Texto porJuicy Santos
Santos

Documentário Pelé: o reinado de sua majestade para a geração da Netflix

A cena descrita a seguir está, neste exato momento, acontecendo em algum lugar no mundo – talvez na própria Santos.Em uma quadra (de areia, cimento, de um condomínio, colégio ou terreno baldio), duas crianças jogam bola. Uma delas, com a camisa do Barcelona, faz o famoso drible da vaca no outro, com a camisa do Real Madrid – ou, quem sabe, com a da Juventus.

“Mais uma linda jogada de Messi, o melhor do mundo”, vibra o primeiro garoto ou garota.

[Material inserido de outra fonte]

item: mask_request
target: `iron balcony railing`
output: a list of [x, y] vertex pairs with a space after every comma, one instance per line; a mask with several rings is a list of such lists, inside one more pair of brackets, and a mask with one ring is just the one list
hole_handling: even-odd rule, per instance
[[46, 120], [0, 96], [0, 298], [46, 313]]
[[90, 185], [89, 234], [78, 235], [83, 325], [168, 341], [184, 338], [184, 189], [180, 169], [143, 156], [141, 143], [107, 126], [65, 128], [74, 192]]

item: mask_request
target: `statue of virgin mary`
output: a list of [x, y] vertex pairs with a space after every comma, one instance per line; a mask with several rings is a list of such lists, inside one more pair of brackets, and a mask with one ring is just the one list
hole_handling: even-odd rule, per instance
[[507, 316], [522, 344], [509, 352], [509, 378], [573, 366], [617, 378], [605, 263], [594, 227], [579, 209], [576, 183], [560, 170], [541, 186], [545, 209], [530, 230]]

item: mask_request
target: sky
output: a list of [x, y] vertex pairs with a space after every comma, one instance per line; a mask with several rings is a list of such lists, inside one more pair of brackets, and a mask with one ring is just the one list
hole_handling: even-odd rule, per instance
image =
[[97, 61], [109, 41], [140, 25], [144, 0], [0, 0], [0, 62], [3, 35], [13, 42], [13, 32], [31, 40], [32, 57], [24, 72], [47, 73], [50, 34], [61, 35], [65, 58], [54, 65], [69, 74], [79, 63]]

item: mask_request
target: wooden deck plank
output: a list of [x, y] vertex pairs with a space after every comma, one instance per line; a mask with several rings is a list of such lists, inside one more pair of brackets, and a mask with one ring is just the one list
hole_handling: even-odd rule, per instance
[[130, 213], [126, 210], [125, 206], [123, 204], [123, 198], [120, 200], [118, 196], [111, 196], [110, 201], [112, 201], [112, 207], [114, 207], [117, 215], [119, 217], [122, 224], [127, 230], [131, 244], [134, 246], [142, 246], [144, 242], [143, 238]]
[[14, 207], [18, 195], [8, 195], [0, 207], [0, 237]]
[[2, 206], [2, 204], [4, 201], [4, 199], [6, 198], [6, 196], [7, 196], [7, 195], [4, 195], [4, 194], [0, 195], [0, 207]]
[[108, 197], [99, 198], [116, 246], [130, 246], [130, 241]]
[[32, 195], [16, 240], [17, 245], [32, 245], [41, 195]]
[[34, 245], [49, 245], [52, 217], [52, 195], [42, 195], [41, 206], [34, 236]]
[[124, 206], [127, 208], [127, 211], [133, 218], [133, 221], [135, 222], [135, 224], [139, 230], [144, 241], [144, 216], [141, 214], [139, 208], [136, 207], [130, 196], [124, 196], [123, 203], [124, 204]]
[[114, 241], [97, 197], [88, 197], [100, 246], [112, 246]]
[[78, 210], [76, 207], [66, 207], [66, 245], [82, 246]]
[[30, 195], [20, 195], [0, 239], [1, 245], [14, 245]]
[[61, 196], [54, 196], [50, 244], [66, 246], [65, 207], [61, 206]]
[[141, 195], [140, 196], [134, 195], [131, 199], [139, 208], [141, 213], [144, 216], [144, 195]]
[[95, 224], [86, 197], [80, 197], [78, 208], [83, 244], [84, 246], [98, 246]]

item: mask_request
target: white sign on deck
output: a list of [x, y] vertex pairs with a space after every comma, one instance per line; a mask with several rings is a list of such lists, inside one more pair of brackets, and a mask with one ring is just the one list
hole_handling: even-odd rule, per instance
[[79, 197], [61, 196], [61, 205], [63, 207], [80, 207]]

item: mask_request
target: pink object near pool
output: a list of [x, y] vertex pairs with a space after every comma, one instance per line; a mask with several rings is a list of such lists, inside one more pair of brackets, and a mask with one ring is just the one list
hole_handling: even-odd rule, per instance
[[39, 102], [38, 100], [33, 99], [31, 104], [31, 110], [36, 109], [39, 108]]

“Não, o melhor é o Cristiano Ronaldo!”.

“Todo mundo sabe que o Messi é o melhor da história”.

“Claro que não! É o Cristiano!”.

O tempo fecha. A alegria acaba. A amizade estará para sempre marcada para uma divisão inconciliável. Até a bola rodar novamente e tudo ser esquecido, ainda que não exista qualquer concordância.

Porém, muito além da miopia da juventude (com a sua certeza de tudo saber e a ignorância daquilo que veio antes), há quatro letrinhas que venceriam facilmente aquela discussão: Pelé.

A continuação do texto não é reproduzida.